Worried over the possibility of ITV cutting its programming budget, the UK Competition Commission has recommended that media moghul Rupert Murdoch's British Sky Broadcasting, better known as BSkyB, be forced to divest its 17.9 per cent stake to below 7.5 per cent.

ITV is a public network of British broadcasters, set up to compete with the BBC.

The Competition Commission's report said report said that BSKYB, which was both a competitor and a shareholder in ITV, ''would have the incentive to reduce ITV's investment in content".

According to the regulator, BSkyB's stake was large enough to allow it to block special resolutions and would limit ITV's strategic options, and ability to raise funds. The regulator also wants BSkyB to undertake not to have a presence on ITV's board.

However, BSkyB has said that it had not attempted to influence ITV and the stake that it bought in November 2006, was only an investment, a defence debunked by the regulator; the Commission's report says, "We thought it unlikely that that BSkyB would have chosen to invest in ITV purely as an investment vehicle".

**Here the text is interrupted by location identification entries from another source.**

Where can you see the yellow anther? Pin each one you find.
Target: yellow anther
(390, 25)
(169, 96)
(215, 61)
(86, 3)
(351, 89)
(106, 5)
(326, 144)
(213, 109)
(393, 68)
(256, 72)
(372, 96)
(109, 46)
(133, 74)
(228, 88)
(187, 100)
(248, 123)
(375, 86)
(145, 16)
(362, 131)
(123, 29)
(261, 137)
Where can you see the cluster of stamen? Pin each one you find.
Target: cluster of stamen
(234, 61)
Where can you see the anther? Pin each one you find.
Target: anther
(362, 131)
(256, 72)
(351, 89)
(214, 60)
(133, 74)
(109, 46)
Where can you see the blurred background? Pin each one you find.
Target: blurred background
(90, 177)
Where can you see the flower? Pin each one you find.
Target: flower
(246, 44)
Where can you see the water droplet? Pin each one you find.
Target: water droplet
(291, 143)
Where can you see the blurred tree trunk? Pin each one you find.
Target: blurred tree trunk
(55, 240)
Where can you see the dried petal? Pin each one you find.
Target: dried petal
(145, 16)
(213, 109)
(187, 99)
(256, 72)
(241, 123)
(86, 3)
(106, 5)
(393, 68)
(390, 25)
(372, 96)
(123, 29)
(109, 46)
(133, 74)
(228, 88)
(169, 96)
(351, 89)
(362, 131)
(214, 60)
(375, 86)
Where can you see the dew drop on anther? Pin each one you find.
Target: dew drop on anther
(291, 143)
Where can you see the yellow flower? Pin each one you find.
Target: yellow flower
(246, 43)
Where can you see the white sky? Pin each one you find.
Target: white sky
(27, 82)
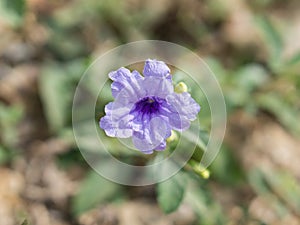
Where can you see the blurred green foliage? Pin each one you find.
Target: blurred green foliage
(251, 83)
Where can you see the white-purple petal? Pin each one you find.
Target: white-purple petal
(157, 86)
(117, 121)
(126, 85)
(156, 68)
(152, 136)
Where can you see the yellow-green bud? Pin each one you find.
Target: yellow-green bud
(173, 137)
(199, 169)
(181, 87)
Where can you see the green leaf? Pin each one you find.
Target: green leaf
(10, 116)
(285, 113)
(13, 11)
(56, 85)
(251, 76)
(272, 40)
(286, 186)
(93, 190)
(170, 192)
(294, 60)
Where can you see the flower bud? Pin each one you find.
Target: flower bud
(173, 137)
(181, 87)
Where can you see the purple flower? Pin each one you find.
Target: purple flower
(146, 108)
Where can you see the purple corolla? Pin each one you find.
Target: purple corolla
(146, 108)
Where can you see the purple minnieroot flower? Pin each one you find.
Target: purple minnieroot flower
(146, 108)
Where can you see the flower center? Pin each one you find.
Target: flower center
(147, 105)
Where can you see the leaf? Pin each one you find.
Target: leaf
(251, 76)
(170, 192)
(294, 60)
(93, 190)
(10, 116)
(285, 186)
(13, 11)
(56, 86)
(285, 113)
(272, 39)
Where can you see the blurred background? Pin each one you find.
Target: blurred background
(253, 48)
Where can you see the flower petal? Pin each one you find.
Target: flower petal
(156, 68)
(180, 110)
(152, 136)
(126, 85)
(158, 87)
(117, 122)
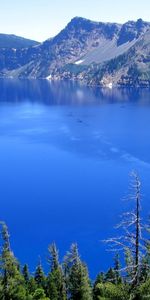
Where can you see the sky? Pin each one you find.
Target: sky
(42, 19)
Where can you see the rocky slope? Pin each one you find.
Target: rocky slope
(94, 52)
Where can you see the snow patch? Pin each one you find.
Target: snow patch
(79, 62)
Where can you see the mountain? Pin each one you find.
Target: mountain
(92, 52)
(13, 41)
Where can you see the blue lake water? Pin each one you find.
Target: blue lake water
(66, 152)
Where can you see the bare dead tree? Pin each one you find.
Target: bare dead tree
(131, 241)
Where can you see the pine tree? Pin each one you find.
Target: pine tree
(117, 267)
(39, 276)
(12, 280)
(55, 282)
(131, 240)
(78, 284)
(25, 273)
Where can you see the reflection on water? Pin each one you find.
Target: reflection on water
(61, 93)
(101, 123)
(65, 154)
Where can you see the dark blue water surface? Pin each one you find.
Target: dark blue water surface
(66, 152)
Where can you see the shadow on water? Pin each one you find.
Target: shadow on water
(98, 123)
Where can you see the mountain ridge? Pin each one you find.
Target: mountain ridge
(92, 52)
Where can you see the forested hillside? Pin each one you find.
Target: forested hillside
(127, 278)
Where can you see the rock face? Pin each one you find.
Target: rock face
(94, 52)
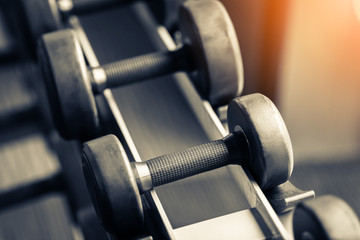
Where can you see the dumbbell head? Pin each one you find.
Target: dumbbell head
(104, 170)
(214, 49)
(68, 86)
(325, 217)
(112, 186)
(207, 28)
(271, 160)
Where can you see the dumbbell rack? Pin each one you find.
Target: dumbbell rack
(165, 115)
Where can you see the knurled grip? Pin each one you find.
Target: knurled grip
(145, 67)
(188, 162)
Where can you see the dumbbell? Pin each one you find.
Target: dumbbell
(48, 15)
(258, 139)
(209, 46)
(326, 217)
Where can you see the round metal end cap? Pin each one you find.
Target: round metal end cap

Most commentators had viewed BSkyB's share grab of 17.9 per cent in ITV for £940 million as a blocking manoeuvre to prevent NTL, now Virgin Media, from acquiring the broadcaster, especially since NTL had already announced its intentions for ITV.

BSkyB stands to loose over £200 million if forced to sell most of its shares at the current price of 83 pence, which is 37 per cent lower than the 135 pence it paid last year.

BSkyB and ITV said they were studying the report and awaiting a final decision by John Hutton, secretary of state for business, enterprise and regulatory reform, who is bound by the Competition Commission's finding about BSkyB's stake in ITV but has the powers to modify the remedy suggested by the regulator.